Benefits and Practical Applications
This workflow enables rapid, sensitive, and reproducible screening for food authenticity and fraud detection in routine analytical laboratories. By leveraging accurate mass GC/Q-TOF and automated data analysis, laboratories can streamline quality control of herbal products, oils, spices, and other complex matrices.
Future Trends and Opportunities
Integration of expanding accurate-mass libraries, machine-learning classifiers, and cloud-based data sharing will enhance detection sensitivity and model robustness. Coupling this workflow with complementary techniques (e.g., LC/Q-TOF, IMS) and miniaturized instrumentation may enable on-site authenticity testing and broader application across the food supply chain.
Conclusion
A comprehensive GC/Q-TOF-based workflow combined with advanced software tools successfully classified yerba mate brands, identified marker compounds, and detected low-level adulteration. The approach offers a versatile platform for routine food authenticity testing and fraud prevention.
References
- Reily A. Food Fraud. Understanding the Impact of Food Fraud in Asia. Food Industry Asia (FIA) Report, 2018.

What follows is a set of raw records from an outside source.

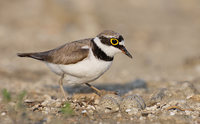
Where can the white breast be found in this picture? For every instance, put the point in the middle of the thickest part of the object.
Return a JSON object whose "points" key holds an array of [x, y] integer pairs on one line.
{"points": [[84, 71]]}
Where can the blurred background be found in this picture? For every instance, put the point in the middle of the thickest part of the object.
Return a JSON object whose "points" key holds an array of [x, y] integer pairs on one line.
{"points": [[162, 35]]}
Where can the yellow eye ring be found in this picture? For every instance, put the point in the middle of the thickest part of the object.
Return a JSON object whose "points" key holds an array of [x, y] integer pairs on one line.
{"points": [[114, 41]]}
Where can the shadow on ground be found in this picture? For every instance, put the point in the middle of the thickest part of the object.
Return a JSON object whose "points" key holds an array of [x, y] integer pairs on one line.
{"points": [[119, 88]]}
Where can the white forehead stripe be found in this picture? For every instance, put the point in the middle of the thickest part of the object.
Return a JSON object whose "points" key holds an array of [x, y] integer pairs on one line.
{"points": [[85, 47], [121, 43], [109, 50]]}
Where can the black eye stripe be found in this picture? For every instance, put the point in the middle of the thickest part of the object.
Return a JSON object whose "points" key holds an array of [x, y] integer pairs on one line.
{"points": [[114, 41], [121, 38]]}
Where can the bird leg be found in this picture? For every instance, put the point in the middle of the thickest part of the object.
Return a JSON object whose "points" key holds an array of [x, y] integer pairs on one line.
{"points": [[61, 87], [100, 92]]}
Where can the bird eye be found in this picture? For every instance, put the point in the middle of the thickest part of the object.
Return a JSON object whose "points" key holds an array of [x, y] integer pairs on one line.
{"points": [[114, 41]]}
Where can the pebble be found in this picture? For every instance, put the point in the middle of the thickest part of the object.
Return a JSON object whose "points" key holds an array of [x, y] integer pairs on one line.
{"points": [[157, 96], [108, 104], [132, 104]]}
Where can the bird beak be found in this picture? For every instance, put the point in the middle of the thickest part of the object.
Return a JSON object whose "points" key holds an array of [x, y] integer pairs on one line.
{"points": [[125, 51]]}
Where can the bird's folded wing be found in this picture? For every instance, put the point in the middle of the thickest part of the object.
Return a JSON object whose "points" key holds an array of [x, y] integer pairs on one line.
{"points": [[69, 53]]}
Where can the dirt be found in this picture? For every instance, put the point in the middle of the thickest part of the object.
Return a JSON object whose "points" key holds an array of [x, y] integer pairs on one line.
{"points": [[159, 85]]}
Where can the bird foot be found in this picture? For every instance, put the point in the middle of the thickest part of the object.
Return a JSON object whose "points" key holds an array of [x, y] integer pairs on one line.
{"points": [[104, 92]]}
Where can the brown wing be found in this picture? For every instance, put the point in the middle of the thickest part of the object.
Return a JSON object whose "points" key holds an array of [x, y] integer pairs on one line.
{"points": [[69, 53]]}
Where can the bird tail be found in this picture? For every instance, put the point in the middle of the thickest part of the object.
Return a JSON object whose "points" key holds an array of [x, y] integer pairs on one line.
{"points": [[38, 56]]}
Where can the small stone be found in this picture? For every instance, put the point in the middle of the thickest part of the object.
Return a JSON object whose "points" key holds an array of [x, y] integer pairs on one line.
{"points": [[132, 104], [84, 111], [3, 113], [172, 113], [108, 104], [157, 96]]}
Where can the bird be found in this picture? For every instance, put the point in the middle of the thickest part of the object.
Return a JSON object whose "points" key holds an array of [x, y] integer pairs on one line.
{"points": [[82, 61]]}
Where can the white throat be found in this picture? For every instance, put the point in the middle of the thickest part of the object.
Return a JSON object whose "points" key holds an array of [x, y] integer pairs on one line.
{"points": [[109, 50]]}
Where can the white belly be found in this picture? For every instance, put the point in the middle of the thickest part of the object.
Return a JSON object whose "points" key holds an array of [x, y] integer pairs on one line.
{"points": [[84, 71]]}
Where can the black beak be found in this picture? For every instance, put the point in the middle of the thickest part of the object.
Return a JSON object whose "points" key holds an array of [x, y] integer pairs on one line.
{"points": [[125, 51]]}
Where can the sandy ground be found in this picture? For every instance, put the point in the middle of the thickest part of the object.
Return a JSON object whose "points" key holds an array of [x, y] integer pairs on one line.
{"points": [[163, 37]]}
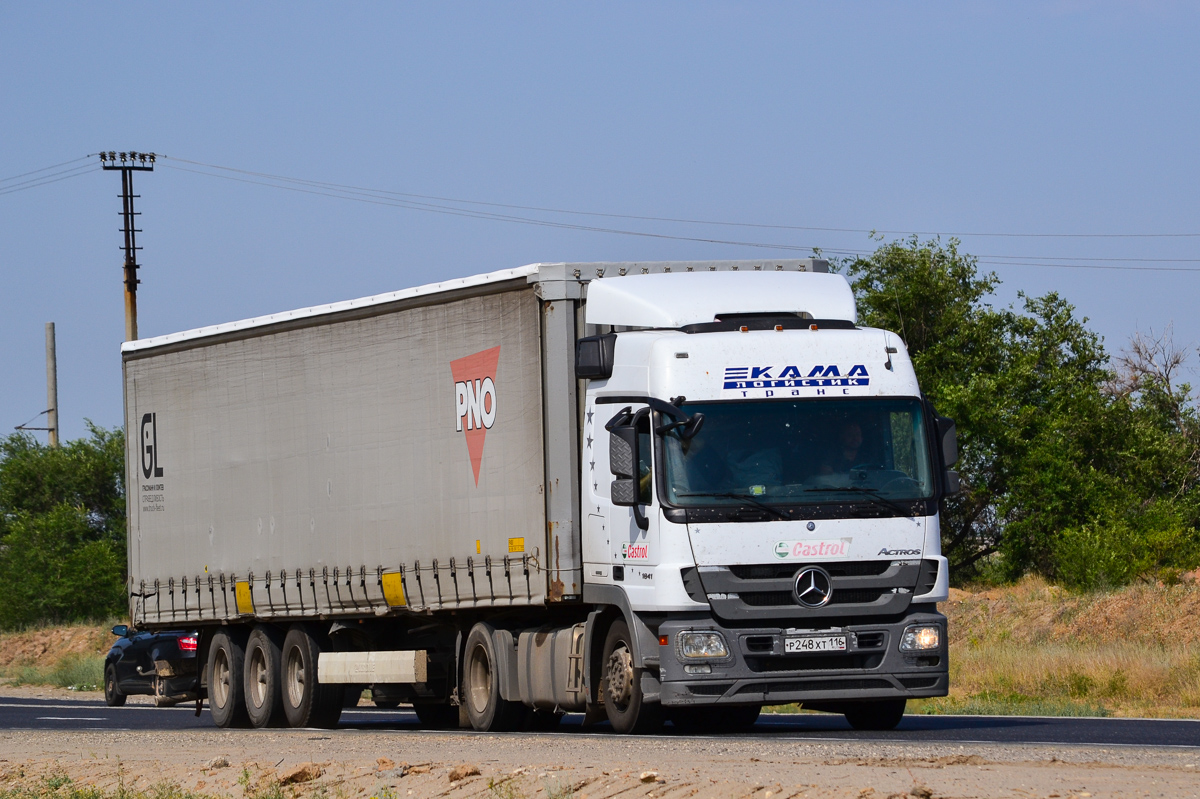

- Tola A. Global Food Fraud Trends and Their Mitigation Strategies: The Case of Some Dairy Products: A Review. Food Science and Quality Management 2018;77.
- Hong E. et al. Modern Analytical Methods for the Detection of Food Fraud and Adulteration by Food Category. J Sci Food Agric 2017;97:3877–3896.
- Yannell KE, Cuthbertson D. Food Authenticity Testing with the Agilent 6546 LC/Q-TOF and MassHunter Classifier. Agilent Technologies Application Note, 5994-0694EN, 2019.
- Dallago RM et al. Analysis of Volatile Compounds of Ilex paraguariensis A. St.-Hil. and Its Main Adulterating Species Ilex theezans Mart. Ex Reissek and Ilex dumosa Reissek. Ciênc. Agrotec. 2011;35(6):1166–1171.
- Heck CI, de Mejia EG. Yerba Mate Tea (Ilex paraguariensis): a Comprehensive Review on Chemistry, Health Implications, and Technological Considerations. J Food Sci 2007;72(9):138–151.
- Preedy V. Processing and Impact on Antioxidants in Beverages. Academic Press 2014.
- Oranuba E. et al. Polycyclic Aromatic Hydrocarbons as a Potential Source of Carcinogenicity of Mate. J Environ Sci Health C Environ Carcinog Ecotoxicol Rev 2019;37(1):26–41.